NELL GREENFIELDBOYCE, BYLINE: The Earth formed 4 1/2 billion years ago. Compared to other planets, it emerged pretty close to the sun. There, hot temperatures would mean no water ice, no ice to join with the swirling bits of rock and dust that were running into each other and building up our young planet.
LAURETTE PIANI: That's why we do not know exactly where the water on Earth come from, why we need to find a source of water on Earth.
GREENFIELDBOYCE: Laurette Piani works at a French research lab called CRPG. She says that source of water could have been farther out in the solar system, like maybe icy comets or water-rich asteroids that hit the newly formed Earth and watered it. This has long been the prevailing view.
PIANI: To explain the presence of the Earth's ocean and of the Earth's water in general.
GREENFIELDBOYCE: She wondered, though, if water could have been there at the start. So she and some colleagues recently took a close look at a rare kind of meteorite. It doesn't look like anything special.
PIANI: It's a bit like a gray rock.
GREENFIELDBOYCE: But it's also thought to have formed near the sun and is the same kind of primordial stuff that glommed together to create our planet. And it turns out it contains plenty of hydrogen. That's an indicator of its ability to contribute water to a planetary mix. In fact, if you built a planet out of this material, you'd have at least several oceans' worth of water. These findings, described in the journal Science, made Anne Peslier feel really happy.
ANNE PESLIER: I was happy because it makes it nice and simple.

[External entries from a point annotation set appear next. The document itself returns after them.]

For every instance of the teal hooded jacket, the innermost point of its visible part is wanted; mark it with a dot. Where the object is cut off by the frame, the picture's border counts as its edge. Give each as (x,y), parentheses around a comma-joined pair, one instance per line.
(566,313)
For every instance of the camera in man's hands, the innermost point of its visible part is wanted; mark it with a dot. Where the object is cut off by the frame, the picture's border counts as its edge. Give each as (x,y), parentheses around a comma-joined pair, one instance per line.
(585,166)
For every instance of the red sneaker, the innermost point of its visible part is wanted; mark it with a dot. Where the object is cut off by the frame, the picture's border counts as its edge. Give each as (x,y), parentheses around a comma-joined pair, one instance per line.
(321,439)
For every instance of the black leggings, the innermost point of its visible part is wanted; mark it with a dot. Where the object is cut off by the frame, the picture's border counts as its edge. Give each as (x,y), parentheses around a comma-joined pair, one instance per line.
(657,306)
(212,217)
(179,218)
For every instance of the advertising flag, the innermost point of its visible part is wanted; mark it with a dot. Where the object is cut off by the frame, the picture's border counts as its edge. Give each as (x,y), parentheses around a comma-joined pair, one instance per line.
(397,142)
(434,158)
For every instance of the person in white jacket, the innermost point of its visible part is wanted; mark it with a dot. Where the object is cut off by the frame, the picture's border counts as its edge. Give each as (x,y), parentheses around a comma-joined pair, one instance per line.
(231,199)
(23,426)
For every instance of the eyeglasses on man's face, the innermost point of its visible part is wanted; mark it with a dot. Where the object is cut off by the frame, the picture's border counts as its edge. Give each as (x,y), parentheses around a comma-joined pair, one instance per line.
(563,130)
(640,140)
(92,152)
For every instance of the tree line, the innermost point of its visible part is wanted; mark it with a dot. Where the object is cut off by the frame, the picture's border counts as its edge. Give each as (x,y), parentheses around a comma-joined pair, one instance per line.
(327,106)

GREENFIELDBOYCE: She's a planetary scientist at NASA's Johnson Space Center in Houston, Texas, who wasn't part of the research team. She says this old idea that Earth's water came from the outer solar system would have required something unusual, like Jupiter having a little trip through the inner solar system to send water-rich asteroids headed our way.
PESLIER: So here, we just don't need Jupiter. We don't need it to do anything weird. We just grab the material that was there, where Earth formed, and that's where the water comes from.
GREENFIELDBOYCE: Still, she says, even if most of the water was there at the beginning, comets and such probably did deliver some of Earth's water later on. Nell Greenfieldboyce, NPR News.